Yesterday, I came to a realization that a particular relationship is possibly coming to a close…this is a good thing. As I prepare myself for a sabbatical/retreat in October, I have thought that when I return I can finish with my counselor.
Eight long years we have met, initially twice per month, then once per month. He has helped to find my footing in life.
This counseling opened up my spiritual life as well; early on I knew that this would not be a pure “secular” approach, God’s healing would be needed. That healing was grounded in a phrase that I had somewhat disdained intially…that I am a beloved child of God. uggghhhhhhhh! How overly sweet and superficial, how un-manly it was (so I thought). This was the stuff I learned in summer bible school.
BUT…in prayer and meditation that is what came through. And God showed me the depth, the “manliness”, the reality of that phrase, of that element of our catholic faith.

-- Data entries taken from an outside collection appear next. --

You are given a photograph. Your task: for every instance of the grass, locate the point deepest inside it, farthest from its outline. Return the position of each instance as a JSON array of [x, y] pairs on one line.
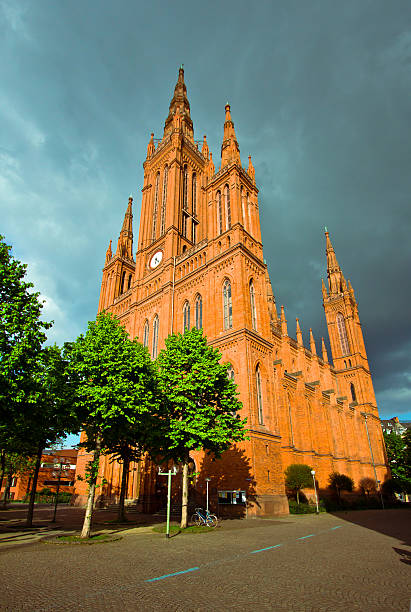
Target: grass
[[175, 529]]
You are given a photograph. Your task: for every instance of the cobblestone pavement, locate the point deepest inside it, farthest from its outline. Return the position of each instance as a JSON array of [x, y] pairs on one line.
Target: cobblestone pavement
[[354, 561]]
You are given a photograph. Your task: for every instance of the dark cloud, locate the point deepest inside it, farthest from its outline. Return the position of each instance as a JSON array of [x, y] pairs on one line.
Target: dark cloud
[[320, 98]]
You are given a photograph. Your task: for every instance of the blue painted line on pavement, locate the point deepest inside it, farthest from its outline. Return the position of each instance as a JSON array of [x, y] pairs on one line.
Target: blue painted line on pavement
[[192, 569], [262, 549]]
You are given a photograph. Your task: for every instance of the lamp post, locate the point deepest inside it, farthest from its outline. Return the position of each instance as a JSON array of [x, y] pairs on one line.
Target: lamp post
[[207, 481], [315, 491]]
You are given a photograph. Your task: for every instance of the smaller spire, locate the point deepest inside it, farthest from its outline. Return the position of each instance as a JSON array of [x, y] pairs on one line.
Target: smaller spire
[[324, 351], [109, 253], [299, 333], [251, 170], [284, 330], [204, 150], [313, 348], [150, 146]]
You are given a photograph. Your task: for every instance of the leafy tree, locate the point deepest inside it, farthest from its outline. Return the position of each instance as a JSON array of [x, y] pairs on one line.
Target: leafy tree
[[114, 396], [340, 482], [199, 403], [298, 476]]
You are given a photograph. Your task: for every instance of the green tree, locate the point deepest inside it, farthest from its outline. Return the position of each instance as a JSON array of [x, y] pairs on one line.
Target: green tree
[[340, 482], [298, 476], [199, 403], [114, 395]]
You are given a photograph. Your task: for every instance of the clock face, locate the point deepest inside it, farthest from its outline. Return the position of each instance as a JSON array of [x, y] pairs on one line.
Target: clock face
[[156, 259]]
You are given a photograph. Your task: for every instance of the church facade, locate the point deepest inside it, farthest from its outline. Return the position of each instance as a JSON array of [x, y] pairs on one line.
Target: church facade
[[199, 262]]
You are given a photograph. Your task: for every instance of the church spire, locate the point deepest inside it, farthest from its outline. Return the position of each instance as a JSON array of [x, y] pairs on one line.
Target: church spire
[[230, 151], [336, 280], [125, 240], [180, 105]]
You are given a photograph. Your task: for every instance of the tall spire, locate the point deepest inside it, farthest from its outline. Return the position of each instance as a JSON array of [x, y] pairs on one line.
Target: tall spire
[[125, 241], [180, 105], [336, 281], [230, 151]]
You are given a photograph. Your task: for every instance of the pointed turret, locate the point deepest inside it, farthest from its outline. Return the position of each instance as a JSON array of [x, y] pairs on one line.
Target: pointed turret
[[313, 348], [204, 150], [336, 281], [180, 105], [230, 151], [284, 330], [150, 146], [109, 253], [250, 169], [324, 351], [125, 241], [299, 333]]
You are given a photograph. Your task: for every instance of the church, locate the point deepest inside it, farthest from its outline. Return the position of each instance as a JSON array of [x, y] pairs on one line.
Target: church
[[199, 262]]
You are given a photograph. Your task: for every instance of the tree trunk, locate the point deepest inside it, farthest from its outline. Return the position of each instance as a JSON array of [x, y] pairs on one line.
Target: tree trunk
[[184, 501], [30, 510], [3, 467], [124, 478], [85, 532], [7, 489]]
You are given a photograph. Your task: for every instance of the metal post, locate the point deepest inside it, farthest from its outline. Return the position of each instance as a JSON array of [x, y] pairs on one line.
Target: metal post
[[315, 491], [372, 459], [168, 504]]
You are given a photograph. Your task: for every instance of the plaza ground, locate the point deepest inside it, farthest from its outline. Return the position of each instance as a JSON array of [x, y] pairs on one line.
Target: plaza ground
[[346, 561]]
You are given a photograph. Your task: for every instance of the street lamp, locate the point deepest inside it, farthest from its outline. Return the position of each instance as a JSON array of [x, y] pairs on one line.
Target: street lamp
[[207, 481], [315, 491]]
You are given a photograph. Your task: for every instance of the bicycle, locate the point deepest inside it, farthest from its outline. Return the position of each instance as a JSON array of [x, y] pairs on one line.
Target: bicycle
[[203, 517]]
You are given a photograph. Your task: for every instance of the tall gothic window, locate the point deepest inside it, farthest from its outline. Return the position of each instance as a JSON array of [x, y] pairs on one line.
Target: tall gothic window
[[342, 331], [155, 337], [227, 305], [185, 188], [219, 213], [164, 202], [227, 207], [252, 304], [186, 316], [146, 333], [194, 194], [353, 394], [155, 207], [259, 395], [199, 312]]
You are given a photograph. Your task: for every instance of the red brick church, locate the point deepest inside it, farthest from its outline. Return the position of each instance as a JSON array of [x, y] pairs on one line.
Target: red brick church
[[199, 262]]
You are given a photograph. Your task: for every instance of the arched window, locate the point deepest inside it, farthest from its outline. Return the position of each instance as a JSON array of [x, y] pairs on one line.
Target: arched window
[[155, 207], [194, 193], [164, 202], [227, 305], [185, 188], [259, 395], [199, 312], [342, 331], [353, 394], [227, 207], [219, 214], [155, 337], [186, 316], [146, 333], [252, 303]]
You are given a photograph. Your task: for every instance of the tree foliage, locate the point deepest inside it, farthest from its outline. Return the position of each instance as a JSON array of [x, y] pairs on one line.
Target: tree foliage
[[200, 405], [298, 476], [114, 394]]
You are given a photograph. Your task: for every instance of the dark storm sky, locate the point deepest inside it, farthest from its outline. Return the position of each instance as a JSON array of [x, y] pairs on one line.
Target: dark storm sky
[[320, 97]]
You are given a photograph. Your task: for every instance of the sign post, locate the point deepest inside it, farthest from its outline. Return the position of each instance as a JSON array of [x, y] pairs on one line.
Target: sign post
[[169, 473]]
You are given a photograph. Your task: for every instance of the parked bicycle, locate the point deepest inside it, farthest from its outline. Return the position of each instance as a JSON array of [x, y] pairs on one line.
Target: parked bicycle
[[202, 517]]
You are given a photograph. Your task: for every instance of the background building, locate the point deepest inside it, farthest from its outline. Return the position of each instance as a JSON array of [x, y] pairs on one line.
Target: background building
[[199, 262]]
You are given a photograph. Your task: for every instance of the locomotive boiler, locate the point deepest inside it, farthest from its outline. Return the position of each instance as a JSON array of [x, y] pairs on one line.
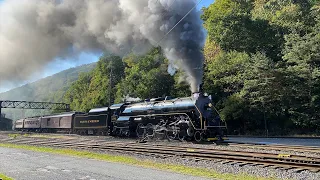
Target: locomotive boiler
[[188, 118], [193, 118]]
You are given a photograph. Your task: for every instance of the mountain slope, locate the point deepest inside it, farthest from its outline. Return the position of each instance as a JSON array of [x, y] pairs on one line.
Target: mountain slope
[[51, 89]]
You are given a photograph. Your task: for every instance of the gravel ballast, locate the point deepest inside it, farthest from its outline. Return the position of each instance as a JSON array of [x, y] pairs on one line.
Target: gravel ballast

And I have had to focus on this for years; I, you, we are beloved children of God; loved by God at the core of our being…no need to earn it, win it; can’t be lost either.
SO…no need to prove myself with how much stuff I think I should have….with how I should appear….with how many others should “like” me. There was freedom in this. No need to control the universe and all within it to prove myself before others.
This is then the path that helped me through that darkness of depression, into living and being me, being a man, being a priest.
NOW I still slip back into old patterns at times….hence my need to focus, focus, focus on God’s love for me. This is why prayer has to be a part of my life.
And as I enter into a new phase of my life…it will be even more important; God will be more important….hummm suppose that is what it is all about.